Crise agro do Banco do Brasil (BBAS3) abre caminho para bancos privados? Entenda
Especialistas dizem que carteira de crédito rural do BB enfrenta alta de inadimplência e recuperação judicial, enquanto Itaú, Bradesco e Santander avaliam oportunidades no setor
Investidores do BB (BBAS3) ainda digerem resultados do 2T25, que mostrou queda do lucro, aumento da inadimplência e corte de dividendos. (Foto: Adobe Stock)
Calcanhar de Aquiles do Banco do Brasil (BBAS3), o agronegócio se tornou a principal fonte de preocupação para a empresa neste ano. O índice de inadimplência da carteira acima de 90 dias alcançou 3,49% no segundo trimestre de 2025 (2T25), quase o triplo de 1,32% registrado há um ano, e se destacou como o principal vilão do balanço financeiro da estatal. Pior, a crise abre brecha para bancos concorrentes avançarem sobre o crédito agrícola para conquistar parte do mercado até agora cativo ao BB.
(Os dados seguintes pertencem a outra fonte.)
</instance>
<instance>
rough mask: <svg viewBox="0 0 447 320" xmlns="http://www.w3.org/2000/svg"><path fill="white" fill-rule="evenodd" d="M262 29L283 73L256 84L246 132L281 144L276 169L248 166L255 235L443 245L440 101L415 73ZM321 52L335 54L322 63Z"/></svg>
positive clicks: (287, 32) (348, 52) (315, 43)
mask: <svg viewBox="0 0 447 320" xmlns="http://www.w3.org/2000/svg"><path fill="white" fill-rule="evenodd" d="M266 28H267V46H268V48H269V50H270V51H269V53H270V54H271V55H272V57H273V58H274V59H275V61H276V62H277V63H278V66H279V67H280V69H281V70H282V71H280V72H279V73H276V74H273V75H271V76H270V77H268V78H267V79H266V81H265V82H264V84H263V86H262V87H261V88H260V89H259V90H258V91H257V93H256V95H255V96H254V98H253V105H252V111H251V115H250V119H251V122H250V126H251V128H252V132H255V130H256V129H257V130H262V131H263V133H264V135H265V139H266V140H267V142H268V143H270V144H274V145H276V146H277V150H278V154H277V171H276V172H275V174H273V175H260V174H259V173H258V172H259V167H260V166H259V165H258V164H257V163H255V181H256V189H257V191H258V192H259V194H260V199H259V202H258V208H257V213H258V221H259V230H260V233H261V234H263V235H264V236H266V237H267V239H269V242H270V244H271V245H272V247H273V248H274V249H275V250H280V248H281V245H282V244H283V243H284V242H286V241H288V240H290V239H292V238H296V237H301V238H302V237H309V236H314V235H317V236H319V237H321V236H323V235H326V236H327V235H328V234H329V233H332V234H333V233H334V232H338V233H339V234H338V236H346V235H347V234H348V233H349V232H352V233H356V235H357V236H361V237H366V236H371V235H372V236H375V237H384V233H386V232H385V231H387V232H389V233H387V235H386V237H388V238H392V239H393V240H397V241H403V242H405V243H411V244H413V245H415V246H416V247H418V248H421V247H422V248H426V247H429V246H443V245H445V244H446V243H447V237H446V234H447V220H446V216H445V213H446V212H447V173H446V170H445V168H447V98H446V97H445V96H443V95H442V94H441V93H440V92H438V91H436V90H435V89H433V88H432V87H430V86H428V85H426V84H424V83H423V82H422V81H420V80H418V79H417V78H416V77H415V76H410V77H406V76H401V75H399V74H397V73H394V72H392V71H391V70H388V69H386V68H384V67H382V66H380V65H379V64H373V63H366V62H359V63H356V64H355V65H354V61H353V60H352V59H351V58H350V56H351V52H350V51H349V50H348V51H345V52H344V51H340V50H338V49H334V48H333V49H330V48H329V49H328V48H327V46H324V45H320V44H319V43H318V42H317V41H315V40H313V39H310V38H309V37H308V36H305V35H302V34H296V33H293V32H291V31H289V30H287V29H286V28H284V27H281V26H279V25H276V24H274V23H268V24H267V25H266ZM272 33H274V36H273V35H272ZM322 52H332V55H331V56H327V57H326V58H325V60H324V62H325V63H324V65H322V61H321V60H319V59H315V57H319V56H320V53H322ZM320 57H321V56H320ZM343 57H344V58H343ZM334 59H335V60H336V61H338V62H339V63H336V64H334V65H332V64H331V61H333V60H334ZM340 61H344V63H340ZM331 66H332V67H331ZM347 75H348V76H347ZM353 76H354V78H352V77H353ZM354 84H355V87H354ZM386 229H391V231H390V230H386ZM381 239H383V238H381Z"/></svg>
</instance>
O BB lida hoje com 808 clientes em recuperação judicial, somando dívidas de R$ 5,4 bilhões, em sua maioria produtores de alta renda do Centro-Oeste e do Sul do País, afetados por seca e enchentes no Rio Grande do Sul. Além desse grupo, 20 mil clientes da carteira agro estão inadimplentes, de um total de um milhão.
Parte desse movimento, segundo especialistas ouvidos pelo E-Investidor, vem de escritórios de advocacia regionais que incentivam o uso do mecanismo, o que pode ter gerado um problema de risco moral – leia mais aqui. O Itaú BBA, em relatório, alertou que produtores rurais podem ter condições de honrar as dívidas, mas estariam menos dispostos a fazê-lo diante da facilidade de renegociar ou entrar em recuperação.
Para a reportagem, especialistas disseram que o quadro atual é resultado de um acúmulo de fatores. A queda dos preços das commodities agrícolas, o aumento dos custos com insumos e eventos climáticos adversos já haviam reduzido a capacidade de pagamento dos produtores nos últimos anos. De acordo com eles, a raiz do problema começou em 2020, quando muitos produtores se alavancaram durante a pandemia da covid-19.
Naquele período, o crédito abundante do governo e dos bancos evitou uma quebradeira generalizada, mas deixou uma herança pesada em dívidas. A alta da taxa básica de juros, que saltou de 2% para 15% ao ano, corroeu a capacidade financeira dos produtores e levou muitos a atrasar compromissos.
A crise do BB abre espaço para outros bancos no agro?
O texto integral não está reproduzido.